The first thing you’ll notice when playing this game is that it starts out slow. This was my major complaint on the first playthough. Why do I have to talk to Chrono’s Mom? Why do I have to go find Lucca? Why do I have to go to this stupid fair? That’s probably what you’re going to think when you start the game. Well the reason is that you need to invest your feelings into the characters… and you can’t do that unless you get to know them. This only lasts a little while, and the pay-off for this little bit of annoyance is huge. You seriously want to try and go for the story with this game. You will not be disappointed. Also, after you finish the game, you’ll really cherish the replay value (which I’ll get to later). It adds a whole other dimension to these scenes.
Enemies are fun for the most part. The bosses aren’t overly complex and there’s usually some trick to beating them. Keep in mind the elements of the game. You’ll want to hit an ice guy with fire and a fire guy with ice. Sometimes you need to attack in a certain pattern. The bosses aren’t really too hard, but some aren’t a walk in the park either. Sometimes the combos can be a little over-powering, but I see this as a way the game leaves the experience up to you. If you want to repeat the same cheesy moves over and over to get to the story that’s fine, and if you want to make things harder on yourself during combat that’s also fine. But in the end, you aren’t pushed in either direction necessarily.

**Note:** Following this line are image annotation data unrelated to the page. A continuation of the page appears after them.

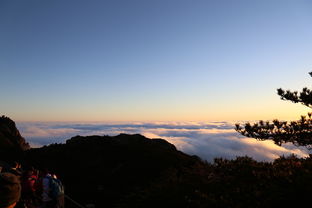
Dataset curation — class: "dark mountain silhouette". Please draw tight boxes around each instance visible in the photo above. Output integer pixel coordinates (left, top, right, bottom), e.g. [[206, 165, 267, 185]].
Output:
[[0, 116, 312, 208], [25, 134, 200, 207], [0, 116, 30, 157]]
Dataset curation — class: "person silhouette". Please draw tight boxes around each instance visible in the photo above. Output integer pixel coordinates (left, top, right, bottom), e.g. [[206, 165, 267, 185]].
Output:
[[0, 173, 21, 208]]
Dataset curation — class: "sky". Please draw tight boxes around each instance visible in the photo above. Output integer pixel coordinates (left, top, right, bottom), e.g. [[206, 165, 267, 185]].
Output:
[[17, 122, 311, 162], [0, 0, 312, 123]]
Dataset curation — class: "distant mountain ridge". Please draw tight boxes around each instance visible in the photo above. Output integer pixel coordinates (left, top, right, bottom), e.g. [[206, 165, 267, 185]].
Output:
[[0, 117, 312, 208]]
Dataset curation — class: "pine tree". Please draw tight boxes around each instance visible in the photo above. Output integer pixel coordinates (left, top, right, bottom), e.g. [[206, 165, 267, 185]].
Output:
[[235, 72, 312, 149]]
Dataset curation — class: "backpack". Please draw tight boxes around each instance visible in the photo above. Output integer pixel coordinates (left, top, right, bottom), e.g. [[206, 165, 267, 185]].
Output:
[[49, 177, 64, 199]]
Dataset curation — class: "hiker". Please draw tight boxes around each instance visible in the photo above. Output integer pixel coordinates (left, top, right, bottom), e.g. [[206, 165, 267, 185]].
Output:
[[50, 174, 64, 208], [42, 171, 64, 208], [42, 170, 55, 208], [21, 168, 38, 208], [0, 173, 21, 208], [7, 161, 22, 179]]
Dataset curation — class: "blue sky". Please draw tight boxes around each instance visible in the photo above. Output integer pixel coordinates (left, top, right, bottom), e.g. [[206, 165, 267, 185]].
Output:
[[18, 122, 311, 162], [0, 0, 312, 121]]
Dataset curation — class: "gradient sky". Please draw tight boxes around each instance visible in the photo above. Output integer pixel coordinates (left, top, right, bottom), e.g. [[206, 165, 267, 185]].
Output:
[[0, 0, 312, 121]]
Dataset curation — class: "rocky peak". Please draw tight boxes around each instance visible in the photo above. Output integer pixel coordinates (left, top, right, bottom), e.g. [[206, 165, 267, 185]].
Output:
[[0, 116, 30, 152]]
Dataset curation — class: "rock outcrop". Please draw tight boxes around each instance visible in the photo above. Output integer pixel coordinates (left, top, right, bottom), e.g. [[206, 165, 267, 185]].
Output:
[[0, 116, 30, 154]]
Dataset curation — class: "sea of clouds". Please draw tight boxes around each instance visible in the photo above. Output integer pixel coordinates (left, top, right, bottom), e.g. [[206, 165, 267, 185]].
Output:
[[17, 122, 309, 162]]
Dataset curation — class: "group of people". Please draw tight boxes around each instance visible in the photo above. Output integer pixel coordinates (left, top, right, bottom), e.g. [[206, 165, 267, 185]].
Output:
[[0, 162, 64, 208]]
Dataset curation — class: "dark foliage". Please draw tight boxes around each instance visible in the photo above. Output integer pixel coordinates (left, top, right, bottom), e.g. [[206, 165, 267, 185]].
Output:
[[236, 72, 312, 149], [1, 117, 312, 208]]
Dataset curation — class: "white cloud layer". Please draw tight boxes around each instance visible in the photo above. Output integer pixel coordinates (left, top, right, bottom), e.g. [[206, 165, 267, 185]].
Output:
[[18, 122, 309, 161]]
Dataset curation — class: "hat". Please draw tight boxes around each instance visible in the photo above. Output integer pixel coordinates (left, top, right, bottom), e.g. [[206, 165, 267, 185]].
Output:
[[0, 173, 21, 208]]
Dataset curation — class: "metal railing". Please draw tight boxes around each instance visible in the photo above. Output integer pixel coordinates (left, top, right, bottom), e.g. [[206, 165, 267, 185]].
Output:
[[64, 194, 86, 208]]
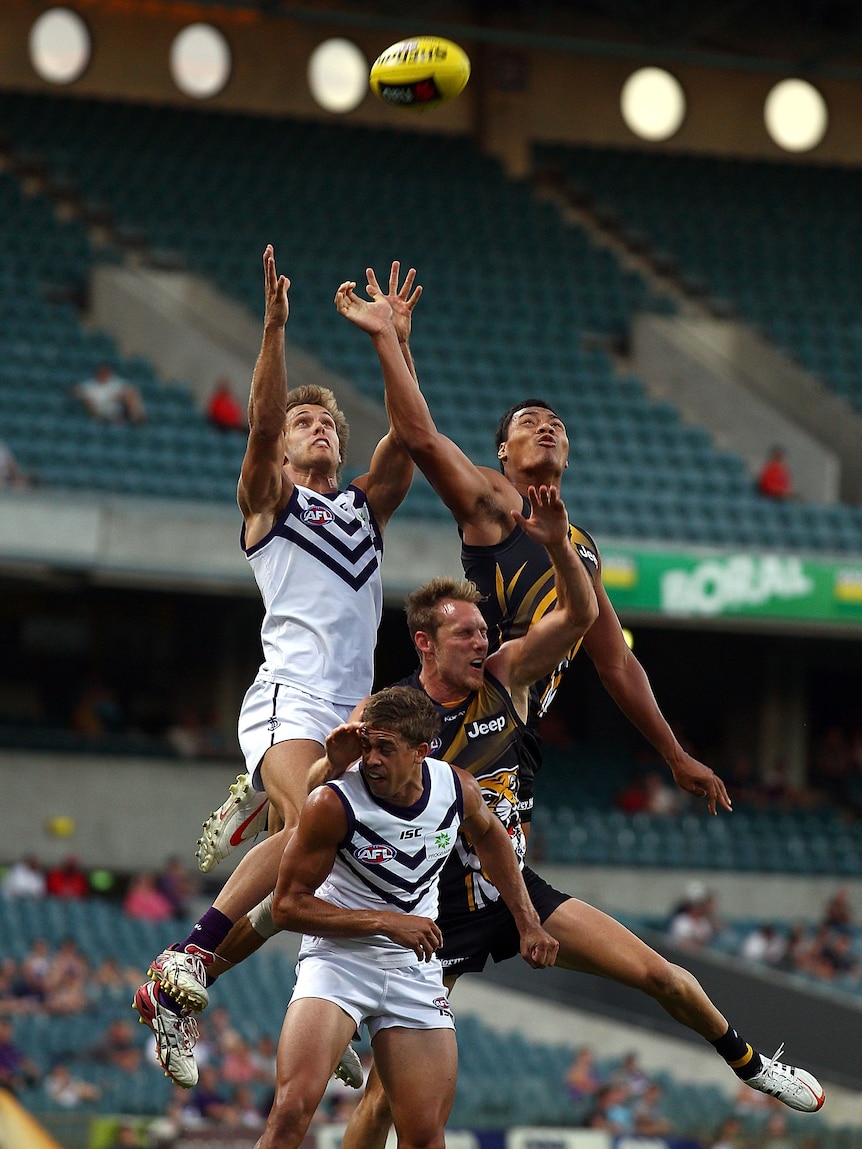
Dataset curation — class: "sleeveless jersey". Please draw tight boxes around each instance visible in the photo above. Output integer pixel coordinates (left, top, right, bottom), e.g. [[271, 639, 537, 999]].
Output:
[[240, 486, 383, 705], [299, 758, 463, 966], [399, 671, 526, 912], [461, 499, 599, 725]]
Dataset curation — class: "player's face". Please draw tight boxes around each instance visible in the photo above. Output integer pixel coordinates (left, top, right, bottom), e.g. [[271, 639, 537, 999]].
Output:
[[502, 407, 569, 473], [360, 726, 428, 805], [284, 403, 339, 471], [433, 599, 487, 694]]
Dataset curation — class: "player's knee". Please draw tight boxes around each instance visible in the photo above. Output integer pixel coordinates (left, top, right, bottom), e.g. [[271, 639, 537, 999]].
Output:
[[644, 954, 688, 1001], [268, 1087, 317, 1149]]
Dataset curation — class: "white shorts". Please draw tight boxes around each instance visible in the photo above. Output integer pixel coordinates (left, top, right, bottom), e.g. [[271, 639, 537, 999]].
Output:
[[291, 950, 455, 1038], [237, 681, 354, 791]]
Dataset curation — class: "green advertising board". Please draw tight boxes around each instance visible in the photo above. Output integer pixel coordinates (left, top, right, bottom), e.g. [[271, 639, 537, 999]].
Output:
[[602, 545, 862, 629]]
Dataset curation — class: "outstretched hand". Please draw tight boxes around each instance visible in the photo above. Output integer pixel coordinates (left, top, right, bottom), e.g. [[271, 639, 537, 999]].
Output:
[[325, 722, 362, 779], [511, 486, 569, 547], [336, 279, 394, 336], [263, 244, 291, 327], [668, 751, 733, 813], [365, 260, 422, 344]]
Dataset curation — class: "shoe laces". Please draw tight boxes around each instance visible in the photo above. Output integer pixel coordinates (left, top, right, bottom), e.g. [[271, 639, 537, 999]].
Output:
[[166, 1011, 200, 1054], [761, 1042, 784, 1073], [183, 946, 213, 986]]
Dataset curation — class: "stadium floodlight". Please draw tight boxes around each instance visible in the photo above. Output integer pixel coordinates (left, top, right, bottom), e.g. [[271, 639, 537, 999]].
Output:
[[619, 68, 686, 140], [170, 24, 233, 100], [763, 79, 829, 152], [29, 8, 92, 84], [308, 37, 368, 113]]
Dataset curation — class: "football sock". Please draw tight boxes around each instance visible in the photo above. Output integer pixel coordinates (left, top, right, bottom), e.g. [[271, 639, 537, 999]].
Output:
[[179, 905, 233, 969], [710, 1025, 763, 1081]]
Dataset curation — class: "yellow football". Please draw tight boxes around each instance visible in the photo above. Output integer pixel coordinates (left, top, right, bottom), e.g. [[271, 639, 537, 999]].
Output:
[[369, 36, 470, 111]]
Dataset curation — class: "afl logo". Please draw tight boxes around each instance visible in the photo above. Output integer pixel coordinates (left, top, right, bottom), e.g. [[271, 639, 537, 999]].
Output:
[[353, 843, 395, 865], [300, 507, 334, 526]]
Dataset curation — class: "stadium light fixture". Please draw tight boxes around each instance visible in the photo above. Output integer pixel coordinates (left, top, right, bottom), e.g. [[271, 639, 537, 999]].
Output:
[[763, 79, 829, 152], [308, 37, 368, 113], [619, 68, 686, 141], [170, 24, 233, 100], [29, 8, 92, 84]]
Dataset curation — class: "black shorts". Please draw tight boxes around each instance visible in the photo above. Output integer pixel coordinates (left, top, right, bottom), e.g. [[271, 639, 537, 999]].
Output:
[[437, 865, 571, 974]]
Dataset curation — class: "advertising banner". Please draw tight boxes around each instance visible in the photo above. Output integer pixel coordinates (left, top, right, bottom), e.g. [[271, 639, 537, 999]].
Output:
[[602, 546, 862, 630]]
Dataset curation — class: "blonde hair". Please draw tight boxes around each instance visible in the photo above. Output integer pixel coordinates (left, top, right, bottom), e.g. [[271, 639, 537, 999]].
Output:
[[405, 576, 485, 641], [284, 383, 351, 475]]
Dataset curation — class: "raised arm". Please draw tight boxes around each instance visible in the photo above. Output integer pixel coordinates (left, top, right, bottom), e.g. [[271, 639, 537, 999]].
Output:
[[452, 766, 560, 969], [308, 712, 367, 794], [237, 244, 293, 543], [340, 270, 519, 542], [487, 487, 599, 703], [336, 280, 413, 530], [583, 572, 732, 813], [272, 786, 445, 961]]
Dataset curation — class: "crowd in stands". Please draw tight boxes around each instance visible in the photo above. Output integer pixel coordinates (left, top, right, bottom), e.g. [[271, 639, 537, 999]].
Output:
[[668, 881, 862, 988], [565, 1046, 809, 1149]]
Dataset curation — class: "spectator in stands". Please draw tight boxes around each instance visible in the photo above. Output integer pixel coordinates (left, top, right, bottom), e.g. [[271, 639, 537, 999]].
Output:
[[821, 886, 853, 933], [585, 1085, 634, 1138], [87, 956, 140, 1008], [45, 854, 90, 899], [233, 1085, 267, 1132], [807, 925, 860, 981], [45, 938, 91, 1013], [0, 439, 33, 489], [220, 1031, 257, 1085], [0, 854, 46, 897], [709, 1113, 747, 1149], [155, 856, 200, 918], [72, 363, 147, 423], [106, 1123, 141, 1149], [739, 921, 787, 966], [84, 1018, 144, 1073], [610, 1050, 649, 1097], [123, 871, 175, 921], [757, 447, 793, 499], [186, 1065, 237, 1125], [629, 1081, 670, 1138], [565, 1046, 602, 1102], [811, 723, 853, 804], [0, 1017, 41, 1094], [43, 1062, 101, 1109], [668, 881, 718, 949], [207, 378, 248, 432]]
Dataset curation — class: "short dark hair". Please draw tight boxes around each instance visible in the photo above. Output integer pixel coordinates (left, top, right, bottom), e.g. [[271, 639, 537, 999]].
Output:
[[494, 399, 560, 470], [362, 686, 440, 747]]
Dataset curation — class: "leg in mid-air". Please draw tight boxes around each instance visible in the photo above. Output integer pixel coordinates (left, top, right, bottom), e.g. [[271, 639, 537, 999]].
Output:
[[133, 739, 362, 1088]]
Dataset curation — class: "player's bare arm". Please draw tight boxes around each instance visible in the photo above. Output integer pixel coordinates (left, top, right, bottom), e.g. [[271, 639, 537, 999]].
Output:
[[365, 260, 422, 379], [272, 786, 442, 961], [237, 244, 292, 545], [583, 570, 733, 813], [336, 280, 413, 530], [487, 487, 599, 718], [452, 766, 560, 970], [353, 263, 521, 546]]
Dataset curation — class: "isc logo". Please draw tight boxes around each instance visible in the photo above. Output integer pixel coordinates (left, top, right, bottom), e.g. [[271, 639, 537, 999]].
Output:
[[300, 507, 334, 526], [353, 843, 395, 865]]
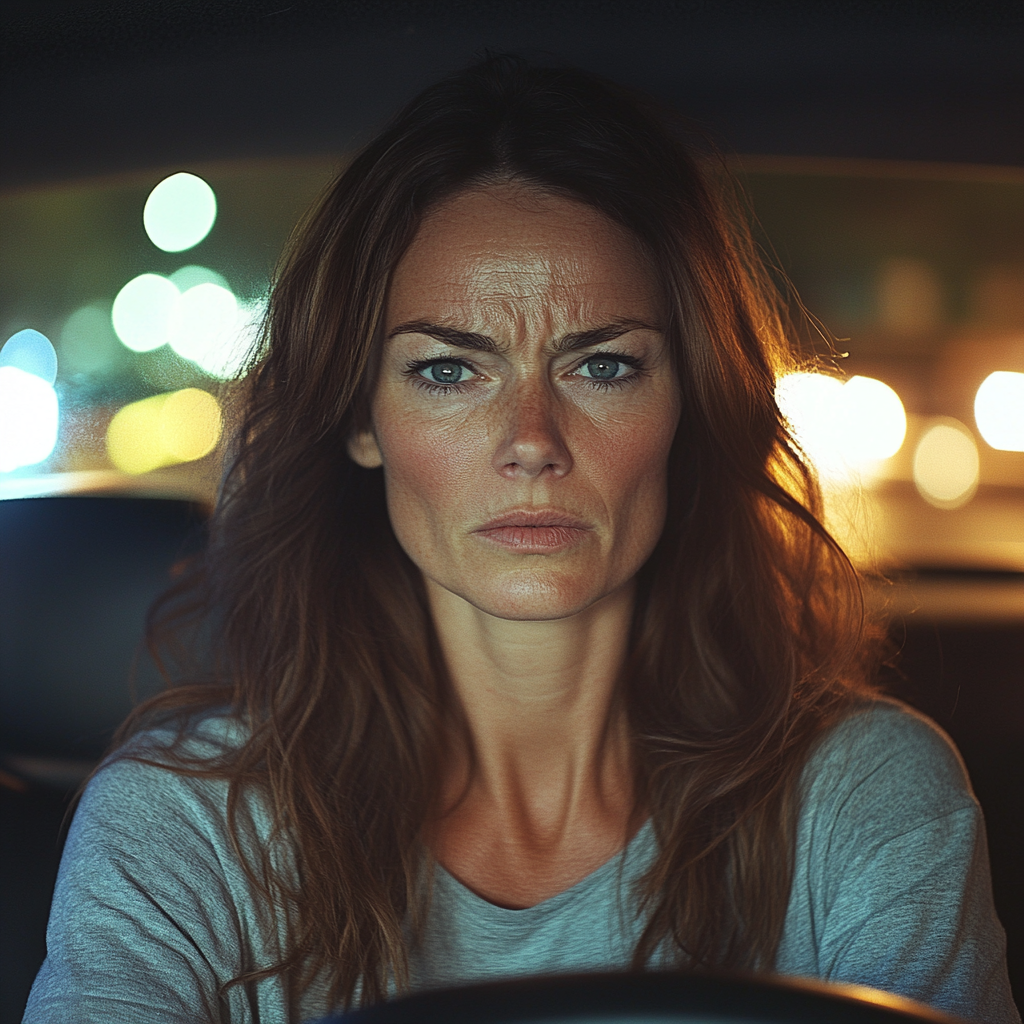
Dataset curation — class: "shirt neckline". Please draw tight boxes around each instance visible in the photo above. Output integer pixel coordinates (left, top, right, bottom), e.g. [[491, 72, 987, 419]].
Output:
[[435, 818, 654, 922]]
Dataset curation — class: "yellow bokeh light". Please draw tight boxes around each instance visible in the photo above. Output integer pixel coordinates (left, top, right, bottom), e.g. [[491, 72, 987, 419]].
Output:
[[775, 373, 906, 482], [913, 416, 980, 509], [160, 387, 221, 462], [106, 388, 221, 475], [974, 370, 1024, 452]]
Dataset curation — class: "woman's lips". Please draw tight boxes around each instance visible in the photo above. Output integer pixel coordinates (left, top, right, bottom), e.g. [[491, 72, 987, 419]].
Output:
[[473, 511, 590, 554]]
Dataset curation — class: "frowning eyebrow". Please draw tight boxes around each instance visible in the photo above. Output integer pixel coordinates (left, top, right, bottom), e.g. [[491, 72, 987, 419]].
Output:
[[388, 319, 658, 352]]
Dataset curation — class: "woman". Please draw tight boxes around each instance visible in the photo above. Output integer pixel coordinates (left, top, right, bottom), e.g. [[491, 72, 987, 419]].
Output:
[[26, 57, 1018, 1022]]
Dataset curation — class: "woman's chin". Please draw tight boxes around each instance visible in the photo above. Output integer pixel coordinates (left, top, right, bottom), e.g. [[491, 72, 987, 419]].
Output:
[[432, 572, 606, 622]]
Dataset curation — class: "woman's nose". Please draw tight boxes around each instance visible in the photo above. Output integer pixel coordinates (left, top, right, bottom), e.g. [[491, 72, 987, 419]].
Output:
[[494, 381, 572, 478]]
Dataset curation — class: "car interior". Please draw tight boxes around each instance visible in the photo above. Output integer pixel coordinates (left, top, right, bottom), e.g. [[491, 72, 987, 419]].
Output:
[[0, 0, 1024, 1024]]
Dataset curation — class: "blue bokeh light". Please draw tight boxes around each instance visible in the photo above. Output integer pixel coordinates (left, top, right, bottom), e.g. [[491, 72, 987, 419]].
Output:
[[0, 328, 57, 384]]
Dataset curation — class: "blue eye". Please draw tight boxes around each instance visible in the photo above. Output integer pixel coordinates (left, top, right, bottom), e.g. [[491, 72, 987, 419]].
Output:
[[420, 361, 468, 384], [580, 355, 626, 381]]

As you may have guessed from the title, the game involves time travel. There’s a main, somewhat linear plot, but along the way there are little sub-plots and there’s a fair degree of back-tracking. The beauty of the time travel is that each period covers the same area but with different characters and buildings. And doing something in one time period can have consequences in other time periods. While this isn’t explored quite as much as I’d have liked, it is a welcomed element to the game and well designed. The overall story is rich if not deep (but not deep enough to be boring) and there are a ton of endings to the game. The ending, in fact, depends on what you do during the game.
After you beat the game, you can play again with a New Game Plus mode that lets you keep your items. That might seem a little cheesy, but by this point you’re going to want to go check out the parts of the game you didn’t finish or didn’t finish the way you would have liked before. This system actually gives the game a lot of replay.
In conclusion, if you haven’t played this game and are even remotely a fan of RPGs, you need to play this game. I know it’s not cheap on the SNES, but it’s available on Playstation, PSN, Nintendo DS, and Wii virtual console. They even have video cut-scenes from the creator on the Playstation, PSN, and DS versions.